1 Een afstudeerproject uit de experimentele periode: de India-(maai)combine uit 1973De Delftse industrieel ontwerpers doen het heel aardig in de praktijk, maar na vijfentwintig jaar kampt de faculteit nog steeds met een imagoprobleem.
Nee, IO’ers maken niet alleen móóie dingen. Kijk vooral eens naar de functionele ontwerpen, zegt sociologe drs. Hanny de Wilde.
‘Passie voor productontwikkeling’ heet het proefschrift waarop De Wilde volgende week (bij IO) promoveert. Ze onderzocht daarin hoe het de afgestudeerden is vergaan. Maar eerst schetst ze de ontstaansgeschiedenis van het vakgebied.
Industriële vormgeving kent niet zo’n vreselijk lange geschiedenis. Ambachtslieden ontwierpen vroeger hun producten zelf. Pas tijdens de industriële revolutie werden voor het eerst alle afzonderlijke productiestappen door verschillende personen verricht. Eén persoon kreeg de eindverantwoordelijkheid toegeschoven voor het ontwerp en de productie ervan: dat werd later de industriële vormgever.
De Engelse aardewerkfabrikant Wedgwood was een van de eersten die deze arbeidsdeling doorvoerde. Wedgwood vond zijn ambachtslieden echter te weinig creatief: ze kopieerden vooral oude modellen en stijlen. De succesformule bleek een samenwerking met kunstenaars, die de smaak en stijl van de middenklasse en de adel goed kenden.
Volgens De Wilde was dit het begin van een lange discussie in kunstenaarskringen waarbij uiteindelijk een aparte beroepsgroep ontstond van industrieel vormgevers en ontwerpers. Het vak was de eerste jaren geënt op de opleiding aan kunstacademies. Dat leidde tot vormgevers zonder enig inzicht in technische problemen, materiaalkeuze, laat staan dat ze zicht hadden op de wens van de consument. De opvatting dat dit niet de juiste manier was, vond pas echt gehoor ten tijde van de het Duitse Bauhaus, dat begin deze eeuw z’n ideeën verspreidde over meer functionele kunst.

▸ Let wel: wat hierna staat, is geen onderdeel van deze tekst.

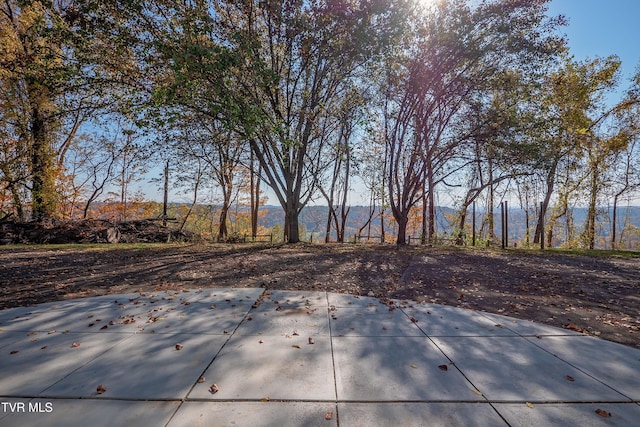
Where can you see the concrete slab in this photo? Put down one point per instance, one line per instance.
(346, 300)
(296, 298)
(372, 321)
(9, 405)
(87, 412)
(442, 321)
(145, 366)
(279, 368)
(42, 359)
(251, 414)
(8, 338)
(574, 414)
(106, 317)
(198, 318)
(418, 414)
(528, 327)
(396, 369)
(282, 320)
(230, 296)
(513, 369)
(619, 366)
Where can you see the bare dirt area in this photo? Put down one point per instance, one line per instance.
(597, 295)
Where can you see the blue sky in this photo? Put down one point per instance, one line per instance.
(596, 28)
(602, 28)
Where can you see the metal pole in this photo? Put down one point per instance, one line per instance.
(542, 225)
(473, 237)
(502, 223)
(166, 194)
(506, 224)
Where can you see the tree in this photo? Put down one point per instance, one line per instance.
(459, 51)
(54, 71)
(297, 55)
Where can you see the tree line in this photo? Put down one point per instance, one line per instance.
(479, 100)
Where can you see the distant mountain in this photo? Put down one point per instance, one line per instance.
(313, 220)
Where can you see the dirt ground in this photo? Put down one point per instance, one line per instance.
(599, 295)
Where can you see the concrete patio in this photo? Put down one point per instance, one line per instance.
(300, 358)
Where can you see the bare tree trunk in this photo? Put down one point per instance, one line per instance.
(551, 178)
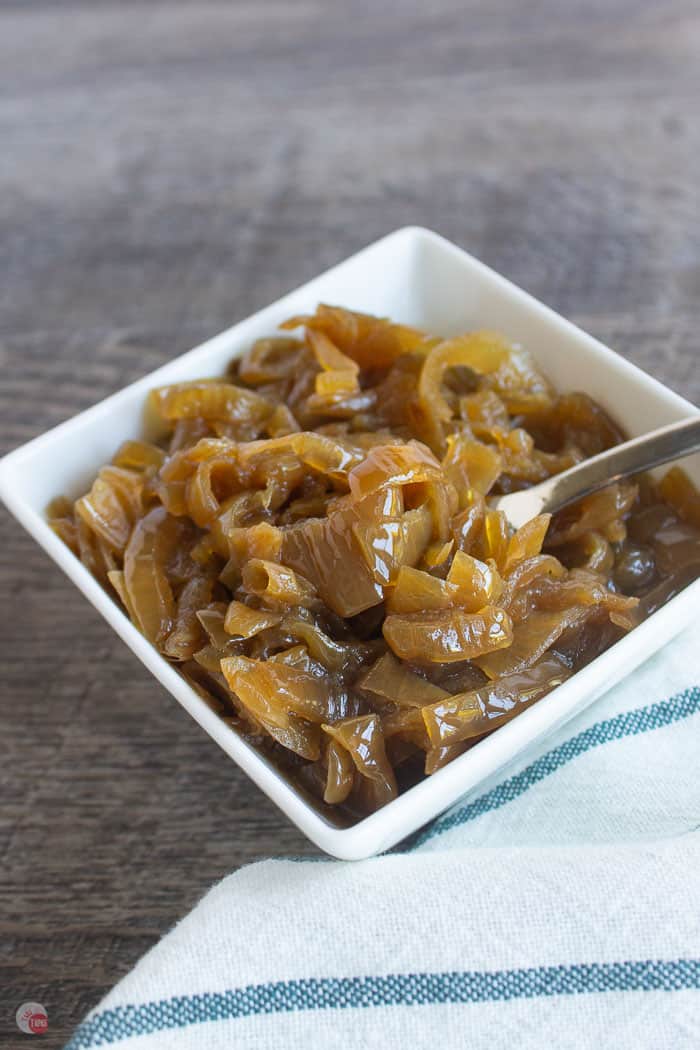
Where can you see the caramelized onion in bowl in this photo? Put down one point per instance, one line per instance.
(312, 543)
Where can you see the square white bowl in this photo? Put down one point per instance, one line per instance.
(419, 278)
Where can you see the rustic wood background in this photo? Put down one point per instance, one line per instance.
(166, 169)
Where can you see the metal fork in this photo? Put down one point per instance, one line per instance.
(641, 454)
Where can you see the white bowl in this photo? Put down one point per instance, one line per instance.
(417, 277)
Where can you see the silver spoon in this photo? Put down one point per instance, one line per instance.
(640, 454)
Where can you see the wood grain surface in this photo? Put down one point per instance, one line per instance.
(166, 169)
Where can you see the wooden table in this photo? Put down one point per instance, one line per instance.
(166, 170)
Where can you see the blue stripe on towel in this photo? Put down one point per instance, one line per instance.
(397, 989)
(628, 723)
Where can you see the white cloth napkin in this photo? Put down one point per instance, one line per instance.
(560, 908)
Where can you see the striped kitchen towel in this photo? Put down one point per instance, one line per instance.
(559, 908)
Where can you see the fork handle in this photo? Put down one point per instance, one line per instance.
(641, 454)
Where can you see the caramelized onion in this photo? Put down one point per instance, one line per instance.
(313, 542)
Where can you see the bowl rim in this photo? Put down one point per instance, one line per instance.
(426, 799)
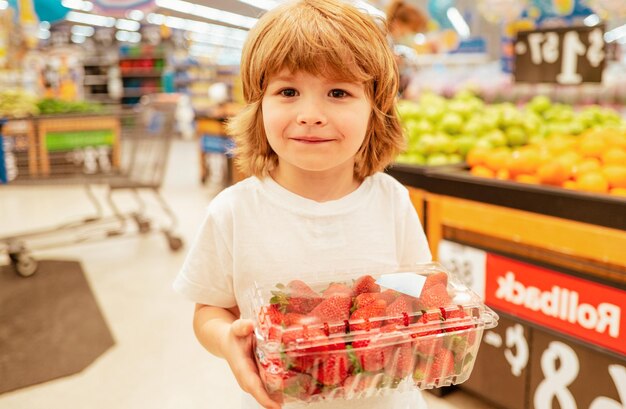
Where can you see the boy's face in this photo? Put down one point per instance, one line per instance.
(313, 123)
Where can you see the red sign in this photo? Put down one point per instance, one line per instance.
(586, 310)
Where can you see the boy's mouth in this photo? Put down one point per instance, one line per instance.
(311, 139)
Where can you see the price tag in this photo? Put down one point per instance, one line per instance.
(467, 263)
(569, 376)
(566, 56)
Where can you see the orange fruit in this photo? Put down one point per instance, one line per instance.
(591, 146)
(503, 174)
(586, 165)
(618, 191)
(482, 171)
(553, 173)
(477, 156)
(615, 175)
(532, 179)
(570, 184)
(614, 156)
(594, 182)
(524, 161)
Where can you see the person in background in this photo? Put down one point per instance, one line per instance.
(320, 85)
(404, 21)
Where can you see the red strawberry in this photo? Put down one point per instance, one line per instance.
(435, 297)
(442, 366)
(367, 356)
(365, 284)
(271, 320)
(296, 297)
(333, 310)
(457, 315)
(363, 300)
(292, 318)
(302, 358)
(299, 385)
(426, 340)
(400, 309)
(355, 384)
(372, 315)
(400, 362)
(333, 369)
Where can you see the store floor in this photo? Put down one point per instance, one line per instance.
(156, 362)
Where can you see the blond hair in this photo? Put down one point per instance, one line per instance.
(327, 38)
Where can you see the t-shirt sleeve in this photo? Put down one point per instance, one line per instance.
(206, 275)
(412, 244)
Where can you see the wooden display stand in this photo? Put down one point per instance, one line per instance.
(22, 132)
(78, 128)
(214, 140)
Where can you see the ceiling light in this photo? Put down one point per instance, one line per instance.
(458, 22)
(128, 25)
(85, 31)
(136, 15)
(77, 5)
(262, 4)
(91, 19)
(369, 8)
(591, 20)
(207, 12)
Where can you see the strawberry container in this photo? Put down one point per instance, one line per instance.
(372, 333)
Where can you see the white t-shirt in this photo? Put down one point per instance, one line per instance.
(257, 230)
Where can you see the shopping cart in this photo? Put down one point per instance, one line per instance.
(124, 150)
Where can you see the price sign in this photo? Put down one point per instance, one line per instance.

2 Uit de tijd van ‘algehele heroriëntatie’ stamt deze technische camera (J.Koning, 1982)
Gemak
Maar de echte industrieel ‘ontwerpers’ – niet te verwarren met de ‘vormgevers’ – stonden nog wat later op. Ook in Duitsland (na de oorlog), op een hogeschool in Ulm. ,,Uit een soort idealisme om de wereld te verbeteren, ontstond het verwijt aan eerdere vormgevers dat ze alleen maar mooie producten maakten. In Ulm werd de gebruiker centraal gesteld”, vertelt De Wilde.
Deze beweging vormde de inspiratie voor de IO-opleiding in Delft: ,,Het gemak dient de mens was het uitgangspunt. En dat is nog steeds zo. Geheel in de tijdgeest van de jaren zestig speelde ook in Delft destijds een stukje idealisme een rol. Maar vooral het economische argument dat de industrie voor technisch geavanceerde producten vormgevers nodig heeft, was doorslaggevend om de eerste universitaire opleiding voor industrieel ontwerpers te starten.”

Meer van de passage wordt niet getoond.